The science of psychedelics is used to making a splash whenever a new study hits the news. In the last few months alone, the world has heard how psilocybin found in magic mushrooms may alleviate symptoms of depression when used in therapy sessions, and imaging studies have revealed how LSD induces its remarkable effects within the brain.

However, one paper in particular, published in the Journal of Psychopharmacology, courted controversy when it suggested that hallucinogens such as LSD and magic mushrooms could have a “protective effect” on intimate partner violence (IPV, commonly referred to as domestic violence).

In the study, the researchers took a sample of male jail inmates – jailed for various reasons – and at some point during their jail time, asked them which drugs they had taken in the past. Turns out all of them had used drugs in the past, but those who listed hallucinogens among those drugs were less likely to be re-incarcerated on IPV charges following their release than those who hadn’t used hallucinogens. To be specific, 27% of the hallucinogen-use group were arrested for later IPV, compared with 42% of the group that reported no hallucinogen use.

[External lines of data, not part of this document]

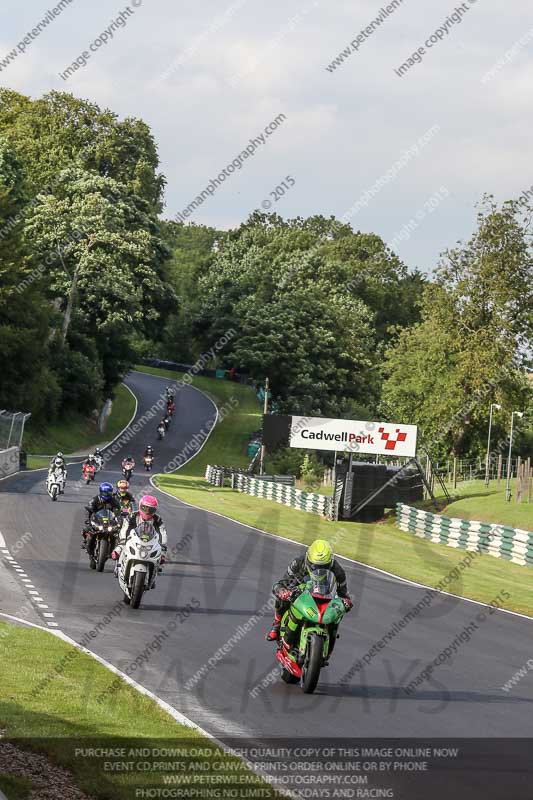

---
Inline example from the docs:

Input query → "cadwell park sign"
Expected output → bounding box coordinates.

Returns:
[289,416,418,458]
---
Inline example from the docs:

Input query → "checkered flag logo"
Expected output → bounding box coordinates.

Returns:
[378,428,407,450]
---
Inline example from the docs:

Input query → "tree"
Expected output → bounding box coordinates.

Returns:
[383,197,533,456]
[0,89,165,209]
[0,138,60,417]
[189,212,418,414]
[25,168,176,391]
[155,221,219,362]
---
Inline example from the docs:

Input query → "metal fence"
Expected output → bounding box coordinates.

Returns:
[0,409,31,450]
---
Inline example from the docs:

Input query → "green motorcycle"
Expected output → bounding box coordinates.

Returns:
[276,569,346,694]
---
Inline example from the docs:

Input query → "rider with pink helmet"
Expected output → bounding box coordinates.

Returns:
[111,494,167,567]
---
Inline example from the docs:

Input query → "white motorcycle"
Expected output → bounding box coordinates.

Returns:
[117,520,162,608]
[46,469,65,501]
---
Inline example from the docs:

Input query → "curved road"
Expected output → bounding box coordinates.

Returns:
[0,373,533,798]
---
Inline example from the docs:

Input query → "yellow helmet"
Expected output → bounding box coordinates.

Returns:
[305,539,334,570]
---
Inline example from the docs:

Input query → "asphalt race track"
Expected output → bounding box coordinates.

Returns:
[0,373,533,797]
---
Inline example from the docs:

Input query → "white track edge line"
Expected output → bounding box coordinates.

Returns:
[0,378,138,478]
[0,611,299,800]
[134,370,533,622]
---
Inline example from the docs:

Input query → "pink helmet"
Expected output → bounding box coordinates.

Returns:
[139,494,157,520]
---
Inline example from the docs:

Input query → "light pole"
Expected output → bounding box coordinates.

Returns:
[505,411,524,503]
[485,403,501,486]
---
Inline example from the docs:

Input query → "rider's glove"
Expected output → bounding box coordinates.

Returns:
[342,597,353,611]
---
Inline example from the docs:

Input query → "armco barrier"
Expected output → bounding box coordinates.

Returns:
[396,503,533,566]
[0,447,20,478]
[205,464,224,486]
[231,474,333,519]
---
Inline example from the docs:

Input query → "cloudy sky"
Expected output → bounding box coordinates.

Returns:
[0,0,533,271]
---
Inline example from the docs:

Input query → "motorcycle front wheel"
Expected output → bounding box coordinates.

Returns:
[302,633,324,694]
[281,667,300,683]
[131,572,145,608]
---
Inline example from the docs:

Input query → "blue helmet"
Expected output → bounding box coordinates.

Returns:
[98,483,113,500]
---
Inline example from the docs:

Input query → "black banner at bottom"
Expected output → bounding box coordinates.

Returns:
[0,736,533,800]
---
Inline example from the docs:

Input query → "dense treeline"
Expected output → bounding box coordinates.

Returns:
[0,90,533,456]
[0,90,177,420]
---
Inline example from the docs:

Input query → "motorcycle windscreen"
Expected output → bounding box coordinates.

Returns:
[306,569,337,600]
[95,508,116,525]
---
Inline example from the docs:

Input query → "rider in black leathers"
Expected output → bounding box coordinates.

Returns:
[81,483,122,555]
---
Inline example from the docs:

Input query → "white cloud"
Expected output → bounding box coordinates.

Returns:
[0,0,533,268]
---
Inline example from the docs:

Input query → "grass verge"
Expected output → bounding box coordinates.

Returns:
[138,367,533,615]
[0,775,32,800]
[0,622,279,800]
[23,383,135,460]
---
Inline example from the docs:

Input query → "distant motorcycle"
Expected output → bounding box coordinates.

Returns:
[88,509,121,572]
[118,497,133,517]
[46,468,65,501]
[82,464,96,484]
[122,458,135,481]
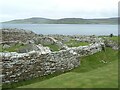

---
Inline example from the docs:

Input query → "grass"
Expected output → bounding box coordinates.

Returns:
[0,45,2,52]
[100,36,120,42]
[65,40,89,47]
[2,44,27,52]
[2,48,118,88]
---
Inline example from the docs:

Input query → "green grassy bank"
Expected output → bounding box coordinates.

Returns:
[2,48,118,88]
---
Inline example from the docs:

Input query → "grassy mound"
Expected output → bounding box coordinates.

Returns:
[11,48,118,88]
[65,40,89,47]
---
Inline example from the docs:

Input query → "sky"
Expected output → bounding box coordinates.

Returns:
[0,0,119,22]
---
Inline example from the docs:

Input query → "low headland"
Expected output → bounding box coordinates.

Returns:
[0,28,119,88]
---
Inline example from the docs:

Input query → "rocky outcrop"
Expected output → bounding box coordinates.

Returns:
[0,43,103,83]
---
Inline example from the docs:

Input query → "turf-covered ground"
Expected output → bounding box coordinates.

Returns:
[18,48,118,88]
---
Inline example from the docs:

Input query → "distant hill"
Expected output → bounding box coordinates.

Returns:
[2,17,118,24]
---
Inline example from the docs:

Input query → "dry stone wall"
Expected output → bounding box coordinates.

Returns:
[0,43,103,83]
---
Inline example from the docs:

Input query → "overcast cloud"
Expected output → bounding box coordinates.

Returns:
[0,0,119,21]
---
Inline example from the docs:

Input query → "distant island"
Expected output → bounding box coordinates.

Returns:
[2,17,118,24]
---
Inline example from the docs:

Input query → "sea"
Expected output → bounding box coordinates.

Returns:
[0,24,118,35]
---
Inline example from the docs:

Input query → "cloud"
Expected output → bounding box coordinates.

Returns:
[0,0,119,21]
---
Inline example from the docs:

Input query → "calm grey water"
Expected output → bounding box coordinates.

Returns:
[2,24,118,35]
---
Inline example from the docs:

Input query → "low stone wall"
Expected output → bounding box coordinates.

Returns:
[0,43,103,83]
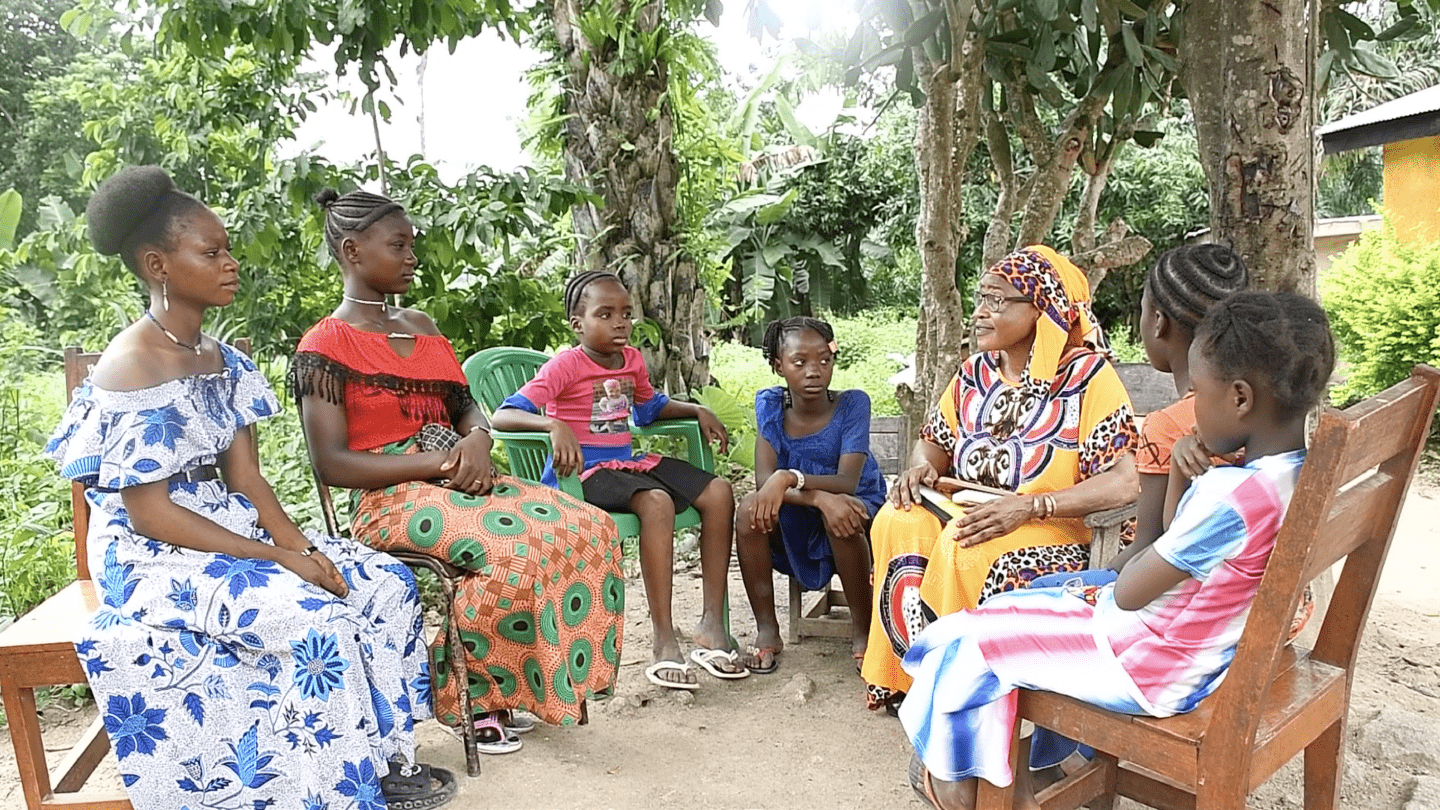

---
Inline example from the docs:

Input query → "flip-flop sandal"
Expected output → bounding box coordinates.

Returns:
[475,713,524,757]
[690,647,750,680]
[907,754,945,810]
[500,709,539,734]
[744,647,780,675]
[380,762,455,810]
[645,662,700,692]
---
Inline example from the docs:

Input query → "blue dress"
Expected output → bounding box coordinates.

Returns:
[46,344,429,810]
[755,386,886,591]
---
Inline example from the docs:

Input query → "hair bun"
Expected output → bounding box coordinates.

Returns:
[85,166,179,255]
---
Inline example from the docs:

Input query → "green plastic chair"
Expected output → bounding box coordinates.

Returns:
[461,346,736,646]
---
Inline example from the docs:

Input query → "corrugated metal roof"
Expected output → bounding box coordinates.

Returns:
[1320,85,1440,135]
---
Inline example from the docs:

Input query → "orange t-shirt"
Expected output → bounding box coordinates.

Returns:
[1135,391,1231,476]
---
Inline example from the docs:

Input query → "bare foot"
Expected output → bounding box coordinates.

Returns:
[740,619,785,675]
[690,618,730,650]
[647,638,700,686]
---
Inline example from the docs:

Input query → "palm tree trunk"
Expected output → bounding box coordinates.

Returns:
[554,0,710,392]
[1181,0,1320,297]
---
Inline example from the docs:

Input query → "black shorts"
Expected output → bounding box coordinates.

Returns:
[580,457,716,513]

This is not to say that inmates who had used hallucinogens weren’t also re-incarcerated, on other charges. But the difference emerged specifically for IPV.

This may come as a surprise to the wider scientific community (although surely not to anyone who has ever tried a hallucinogen or is aware of their therapeutic benefits), as it’s considered well-established that drug use correlates with violence, and conversely, preventing or treating drug use decreases violence. But rather than follow this pattern, hallucinogens seem to be in a category of their own, doing the exact opposite. The study’s results make the point that hallucinogens probably shouldn’t be lumped in with other drugs, and that their use may actually be of benefit, not just for the individual but for society more generally.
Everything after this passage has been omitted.